Buna göre mahkemece; taraflara, tahsis edilen taşınmaza yakın bölgelerden ve ifanın imkânsız hale geldiği tarihe yakın zaman içinde yapılan benzer yüzölçümlü satışları ve aynı proje nedeniyle aynı mevkide bulunan taşınmazlara ilişkin olarak açılan ve Yargıtay incelemesinden geçen kesinleşen dava dosyalarını bildirmeleri için imkan tanınması, bu emsallere göre tahsis edilen taşınmaza değer biçilmesi için yeniden oluşturulacak bilirkişi kurulu eşliğinde keşif yapılmak suretiyle denetime imkân veren bilimsel verileri içeren rapor alınması ve ulaşılacak sonuca göre bir karar verilmesi gerekirken, yanılgılı değerlendirme ile yazılı şekilde hüküm tesisi usul ve kanuna aykırı olup bozmayı gerektirmiştir..." denilmiştir.
3. Değerlendirme
1. 6100 sayılı Hukuk Muhakemeleri Kanununun "Terditli dava" başlıklı 111'... maddesinde düzenlenen biçimde terditli dava açılabilir. Terditli davalarda aynı davalıya karşı birden fazla talep, aralarında bir aslilik ferilik ilişkisi kurmak suretiyle aynı dava dilekçesinde ileri sürülebilir.

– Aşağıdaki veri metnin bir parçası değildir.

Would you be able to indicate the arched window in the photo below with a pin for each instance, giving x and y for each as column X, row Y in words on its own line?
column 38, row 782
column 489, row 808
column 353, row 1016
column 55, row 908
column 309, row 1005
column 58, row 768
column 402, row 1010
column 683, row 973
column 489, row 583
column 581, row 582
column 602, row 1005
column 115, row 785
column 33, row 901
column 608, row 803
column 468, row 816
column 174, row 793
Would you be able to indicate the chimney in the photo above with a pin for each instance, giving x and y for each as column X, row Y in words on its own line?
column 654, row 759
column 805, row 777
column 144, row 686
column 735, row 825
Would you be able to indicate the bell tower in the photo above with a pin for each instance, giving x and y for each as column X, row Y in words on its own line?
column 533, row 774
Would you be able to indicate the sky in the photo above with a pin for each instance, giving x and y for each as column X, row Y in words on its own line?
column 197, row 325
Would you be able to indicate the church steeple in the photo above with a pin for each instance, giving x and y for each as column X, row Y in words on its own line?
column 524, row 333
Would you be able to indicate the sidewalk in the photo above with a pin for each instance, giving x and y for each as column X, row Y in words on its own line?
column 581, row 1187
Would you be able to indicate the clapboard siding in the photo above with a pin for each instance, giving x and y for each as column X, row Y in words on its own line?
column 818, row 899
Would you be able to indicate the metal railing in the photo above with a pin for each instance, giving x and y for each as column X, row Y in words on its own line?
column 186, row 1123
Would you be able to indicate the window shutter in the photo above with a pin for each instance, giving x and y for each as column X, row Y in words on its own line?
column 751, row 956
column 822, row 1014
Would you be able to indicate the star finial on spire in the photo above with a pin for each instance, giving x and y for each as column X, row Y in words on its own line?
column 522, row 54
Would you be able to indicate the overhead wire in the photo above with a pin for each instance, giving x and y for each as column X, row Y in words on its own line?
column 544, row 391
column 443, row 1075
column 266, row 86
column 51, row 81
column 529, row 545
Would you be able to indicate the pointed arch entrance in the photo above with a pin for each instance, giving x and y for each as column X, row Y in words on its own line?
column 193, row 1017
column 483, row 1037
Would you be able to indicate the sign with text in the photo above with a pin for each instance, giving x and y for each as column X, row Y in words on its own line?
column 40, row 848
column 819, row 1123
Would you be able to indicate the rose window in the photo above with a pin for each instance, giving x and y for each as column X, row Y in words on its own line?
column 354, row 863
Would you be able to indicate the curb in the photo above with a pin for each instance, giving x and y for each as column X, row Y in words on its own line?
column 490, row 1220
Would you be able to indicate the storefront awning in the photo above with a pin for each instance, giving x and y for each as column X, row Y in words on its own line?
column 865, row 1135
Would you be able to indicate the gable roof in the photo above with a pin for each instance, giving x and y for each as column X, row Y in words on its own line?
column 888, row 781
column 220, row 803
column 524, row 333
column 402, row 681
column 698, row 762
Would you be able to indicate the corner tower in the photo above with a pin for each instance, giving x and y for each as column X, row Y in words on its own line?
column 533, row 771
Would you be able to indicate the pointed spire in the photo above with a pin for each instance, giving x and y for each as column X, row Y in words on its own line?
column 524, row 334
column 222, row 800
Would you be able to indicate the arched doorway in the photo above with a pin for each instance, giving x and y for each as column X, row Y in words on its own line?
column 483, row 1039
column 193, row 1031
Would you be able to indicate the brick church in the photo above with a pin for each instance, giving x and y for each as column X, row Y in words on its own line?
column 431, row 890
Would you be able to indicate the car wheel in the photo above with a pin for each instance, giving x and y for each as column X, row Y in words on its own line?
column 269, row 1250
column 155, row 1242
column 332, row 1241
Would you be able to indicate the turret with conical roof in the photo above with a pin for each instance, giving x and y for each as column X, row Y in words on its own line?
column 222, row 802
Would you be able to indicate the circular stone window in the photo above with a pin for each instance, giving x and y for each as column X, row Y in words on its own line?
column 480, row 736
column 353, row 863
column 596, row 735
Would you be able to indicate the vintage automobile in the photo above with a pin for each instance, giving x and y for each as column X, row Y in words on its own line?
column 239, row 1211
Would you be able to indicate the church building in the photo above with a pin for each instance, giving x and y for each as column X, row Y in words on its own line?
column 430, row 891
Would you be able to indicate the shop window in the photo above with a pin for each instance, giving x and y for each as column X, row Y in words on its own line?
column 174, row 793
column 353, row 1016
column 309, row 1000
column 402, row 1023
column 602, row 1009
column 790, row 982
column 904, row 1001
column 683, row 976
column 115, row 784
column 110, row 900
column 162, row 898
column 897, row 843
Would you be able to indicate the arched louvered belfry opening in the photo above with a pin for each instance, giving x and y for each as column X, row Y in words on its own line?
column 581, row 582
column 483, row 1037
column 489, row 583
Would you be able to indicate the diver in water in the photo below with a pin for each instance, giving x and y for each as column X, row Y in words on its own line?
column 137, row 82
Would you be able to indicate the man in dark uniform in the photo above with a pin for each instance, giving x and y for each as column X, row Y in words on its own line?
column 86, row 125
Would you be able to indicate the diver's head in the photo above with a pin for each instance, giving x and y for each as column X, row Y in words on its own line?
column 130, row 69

Ancak bu talepler arasında hukuki bağlantının bulunması şarttır. Öte yandan, anılan Kanun'un 111 ... maddesinin 2 nci fıkrasında belirtildiği üzere davacının asli talebinin esastan reddine karar verilmedikçe, feri talebi incelenemez ve hükme bağlanamaz.

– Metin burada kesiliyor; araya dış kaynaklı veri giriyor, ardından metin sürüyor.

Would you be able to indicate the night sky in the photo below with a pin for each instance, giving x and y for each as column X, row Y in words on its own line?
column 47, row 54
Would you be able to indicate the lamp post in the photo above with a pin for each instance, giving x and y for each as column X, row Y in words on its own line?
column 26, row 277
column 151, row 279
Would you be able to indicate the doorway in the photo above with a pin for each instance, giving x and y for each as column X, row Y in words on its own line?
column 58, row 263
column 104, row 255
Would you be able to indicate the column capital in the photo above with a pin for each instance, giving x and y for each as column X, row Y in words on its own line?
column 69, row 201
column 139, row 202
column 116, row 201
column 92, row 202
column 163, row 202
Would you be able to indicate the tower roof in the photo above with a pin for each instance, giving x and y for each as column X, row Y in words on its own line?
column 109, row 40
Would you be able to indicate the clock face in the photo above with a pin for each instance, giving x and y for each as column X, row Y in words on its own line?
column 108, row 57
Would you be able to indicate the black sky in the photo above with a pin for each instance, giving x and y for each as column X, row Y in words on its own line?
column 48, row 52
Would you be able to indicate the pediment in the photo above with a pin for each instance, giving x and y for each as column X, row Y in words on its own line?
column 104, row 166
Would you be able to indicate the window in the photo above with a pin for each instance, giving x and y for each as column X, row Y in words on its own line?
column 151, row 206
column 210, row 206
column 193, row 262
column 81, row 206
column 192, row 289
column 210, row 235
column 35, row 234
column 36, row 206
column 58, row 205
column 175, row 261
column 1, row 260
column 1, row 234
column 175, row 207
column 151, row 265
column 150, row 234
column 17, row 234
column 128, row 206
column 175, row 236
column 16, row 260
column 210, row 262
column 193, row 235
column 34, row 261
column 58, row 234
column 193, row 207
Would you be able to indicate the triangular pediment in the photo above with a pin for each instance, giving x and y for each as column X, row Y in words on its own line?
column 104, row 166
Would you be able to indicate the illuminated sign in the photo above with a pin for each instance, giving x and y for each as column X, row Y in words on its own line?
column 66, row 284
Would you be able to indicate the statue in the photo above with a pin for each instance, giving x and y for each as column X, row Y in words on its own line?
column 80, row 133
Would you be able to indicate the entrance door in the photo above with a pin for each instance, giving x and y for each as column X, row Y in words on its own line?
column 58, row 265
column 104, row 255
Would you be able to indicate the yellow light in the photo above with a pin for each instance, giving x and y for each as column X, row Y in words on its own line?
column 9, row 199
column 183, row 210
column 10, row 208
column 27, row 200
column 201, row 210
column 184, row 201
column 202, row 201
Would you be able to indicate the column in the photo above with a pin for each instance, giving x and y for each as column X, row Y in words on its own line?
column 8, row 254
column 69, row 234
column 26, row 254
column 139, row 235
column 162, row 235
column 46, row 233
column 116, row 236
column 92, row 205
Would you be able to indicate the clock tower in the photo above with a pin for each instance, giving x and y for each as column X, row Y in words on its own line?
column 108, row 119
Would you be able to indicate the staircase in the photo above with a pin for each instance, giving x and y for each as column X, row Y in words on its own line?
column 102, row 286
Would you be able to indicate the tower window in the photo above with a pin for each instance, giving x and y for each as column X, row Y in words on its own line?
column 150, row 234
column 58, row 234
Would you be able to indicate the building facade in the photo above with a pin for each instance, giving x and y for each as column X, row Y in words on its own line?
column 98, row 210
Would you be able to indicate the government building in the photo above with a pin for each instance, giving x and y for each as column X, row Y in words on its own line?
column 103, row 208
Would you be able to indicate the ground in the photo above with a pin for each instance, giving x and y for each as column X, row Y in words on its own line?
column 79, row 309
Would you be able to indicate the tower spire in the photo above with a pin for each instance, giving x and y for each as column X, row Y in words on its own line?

2. Davacı, davalı idareye güvenerek arsa verileceği inancı ile arsa bedeli olarak 6.250.000,00 ETL (6,25 TL) ödediği halde, taahhüt edilen arsanın verilmediğini ileri sürerek, zararın tazminini istemiş ve terditli olarak dava açmıştır. Mahkemece davacının asli talebinin esastan reddine karar verilmedikçe, feri talebi incelenemez ve hükme bağlanamaz. Bu durumda davacı; ilk talebi olan, taşınmazın ifasının imkansız hale geldiği, yani projenin iptal edildiği tarihteki arsanın ikame değerini isteyebilir. Mahkemece yanlış değerlendirme ile, alınan bilirkişi raporu doğrultusunda, davacının farklı tarihlerde ödediği bedelin dava tarihindeki ulaştığı alım gücünün belirlenerek yazılı şekilde bu bedele hükmedilmesi yerinde değildir.

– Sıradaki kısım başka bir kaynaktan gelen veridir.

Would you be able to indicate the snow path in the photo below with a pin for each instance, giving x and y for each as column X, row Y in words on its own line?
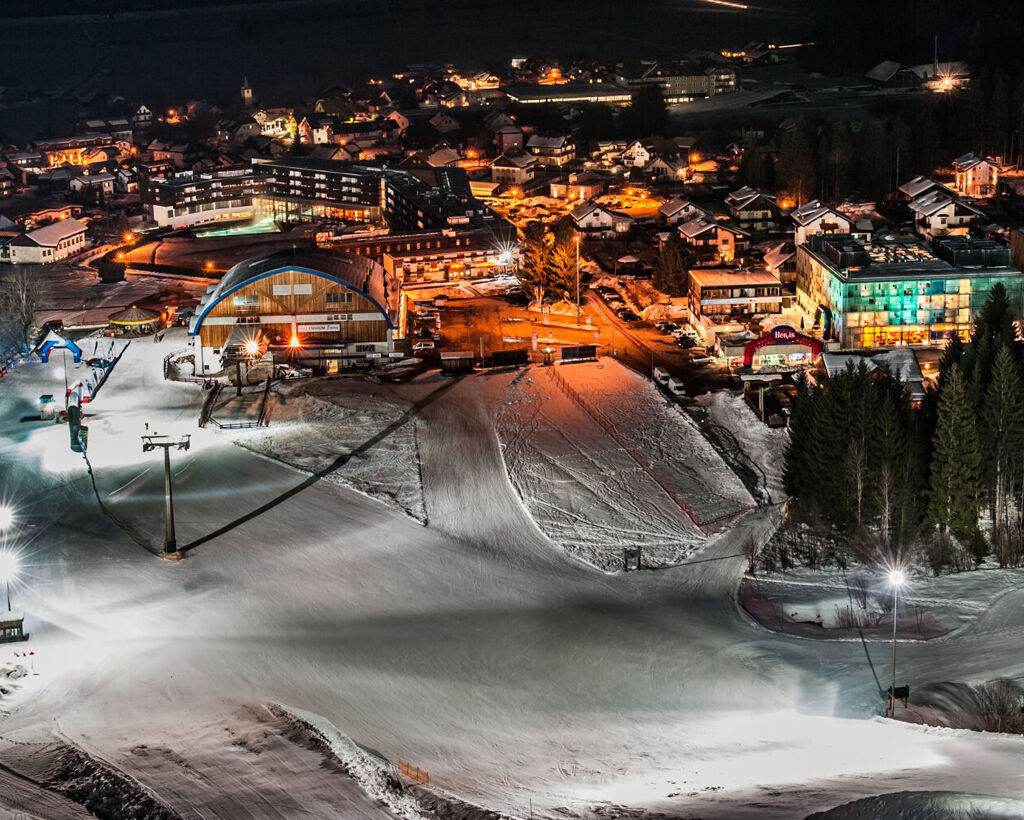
column 472, row 648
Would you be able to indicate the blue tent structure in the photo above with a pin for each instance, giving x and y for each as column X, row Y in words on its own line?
column 53, row 341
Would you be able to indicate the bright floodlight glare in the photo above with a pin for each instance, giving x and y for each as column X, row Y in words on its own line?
column 8, row 565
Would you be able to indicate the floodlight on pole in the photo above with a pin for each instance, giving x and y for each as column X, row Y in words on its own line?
column 579, row 238
column 9, row 565
column 152, row 442
column 897, row 577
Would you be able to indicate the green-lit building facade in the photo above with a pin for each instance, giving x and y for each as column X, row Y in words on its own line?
column 899, row 292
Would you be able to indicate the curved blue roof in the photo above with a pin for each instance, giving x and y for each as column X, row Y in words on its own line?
column 358, row 273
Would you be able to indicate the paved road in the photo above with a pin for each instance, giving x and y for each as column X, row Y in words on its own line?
column 470, row 647
column 503, row 327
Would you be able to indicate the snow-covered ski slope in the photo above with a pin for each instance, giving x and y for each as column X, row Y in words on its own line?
column 472, row 647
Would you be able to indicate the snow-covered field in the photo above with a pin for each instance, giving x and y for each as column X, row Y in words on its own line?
column 602, row 461
column 520, row 679
column 333, row 426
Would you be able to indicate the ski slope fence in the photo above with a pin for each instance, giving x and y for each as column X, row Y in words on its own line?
column 707, row 527
column 414, row 773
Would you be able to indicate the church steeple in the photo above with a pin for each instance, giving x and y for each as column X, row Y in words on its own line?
column 247, row 94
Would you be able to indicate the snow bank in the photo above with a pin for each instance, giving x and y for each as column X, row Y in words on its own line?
column 586, row 490
column 373, row 775
column 927, row 806
column 359, row 432
column 748, row 443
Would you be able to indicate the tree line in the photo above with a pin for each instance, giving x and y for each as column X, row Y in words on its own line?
column 946, row 477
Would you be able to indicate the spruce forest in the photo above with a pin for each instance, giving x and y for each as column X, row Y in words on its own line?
column 944, row 480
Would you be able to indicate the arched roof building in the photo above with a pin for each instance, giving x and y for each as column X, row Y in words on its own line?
column 300, row 304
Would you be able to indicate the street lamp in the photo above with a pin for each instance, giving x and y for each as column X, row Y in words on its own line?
column 579, row 238
column 8, row 570
column 896, row 579
column 150, row 443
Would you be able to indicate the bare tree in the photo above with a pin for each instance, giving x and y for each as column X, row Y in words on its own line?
column 752, row 549
column 22, row 294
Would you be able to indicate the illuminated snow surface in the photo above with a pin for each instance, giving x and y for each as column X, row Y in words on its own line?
column 472, row 646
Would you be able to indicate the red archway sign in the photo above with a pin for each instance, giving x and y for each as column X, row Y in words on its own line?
column 782, row 335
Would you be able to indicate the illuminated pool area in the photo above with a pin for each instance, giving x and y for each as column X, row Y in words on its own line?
column 264, row 225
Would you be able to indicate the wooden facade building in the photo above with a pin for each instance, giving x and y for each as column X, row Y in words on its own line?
column 297, row 305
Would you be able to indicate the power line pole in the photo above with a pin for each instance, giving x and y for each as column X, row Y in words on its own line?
column 150, row 443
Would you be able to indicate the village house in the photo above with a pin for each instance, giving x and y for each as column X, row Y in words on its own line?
column 815, row 218
column 714, row 242
column 677, row 211
column 580, row 185
column 976, row 176
column 780, row 260
column 718, row 294
column 514, row 169
column 937, row 214
column 551, row 150
column 93, row 187
column 662, row 168
column 753, row 210
column 49, row 244
column 921, row 185
column 592, row 220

3. Mahkemece; taraflara, tahsis edilen taşınmaza yakın bölgelerden ve ifanın imkânsız hale geldiği, yani projenin iptal edildiği tarih olan 19.10.1995 tarihine yakın zaman içinde yapılan benzer yüzölçümlü satışları ve aynı proje nedeniyle aynı mevkide bulunan taşınmazlara ilişkin olarak açılan ve Yargıtay incelemesinden geçen kesinleşen dava dosyalarını bildirmeleri için imkan tanınması, bu emsallere göre tahsis edilen taşınmaza değer biçilmesi için yeniden oluşturulacak bilirkişi kurulu eşliğinde keşif yapılmak suretiyle denetime imkân veren bilimsel verileri içeren rapor alınması ve ulaşılacak sonuca göre bir karar verilmesi gerekirken, yanılgılı değerlendirme ile yazılı şekilde hüküm tesisi usul ve kanuna aykırı olup bozmayı gerektirmiştir
VI.KARAR
Açıklanan sebeplerle;
Davacının yukarıda açıklanan nedenlerle temyiz itirazının kabulü ile hükmün BOZULMASINA,
Peşin alınan temyiz harcının istek halinde temyiz edene iadesine,
Dosyanın mahkemesine gönderilmesine,
6100 sayılı HMK'nın Geçici Madde 3 atfıyla 1086 sayılı HUMK'nın 440 ıncı maddesi gereğince karar düzeltme yolu kapalı olmak üzere,
18.09.2023 tarihinde oy çokluğuyla karar verildi.
(Muhalif)
MA - AZ - NT - FE
KARŞI OY
1. Dava, davalı ... tarafından davacıya tanınan arsa üzerindeki hak sahipliği kararının iptali nedeniyle uğranılan zararın tahsili istemine ilişkindir.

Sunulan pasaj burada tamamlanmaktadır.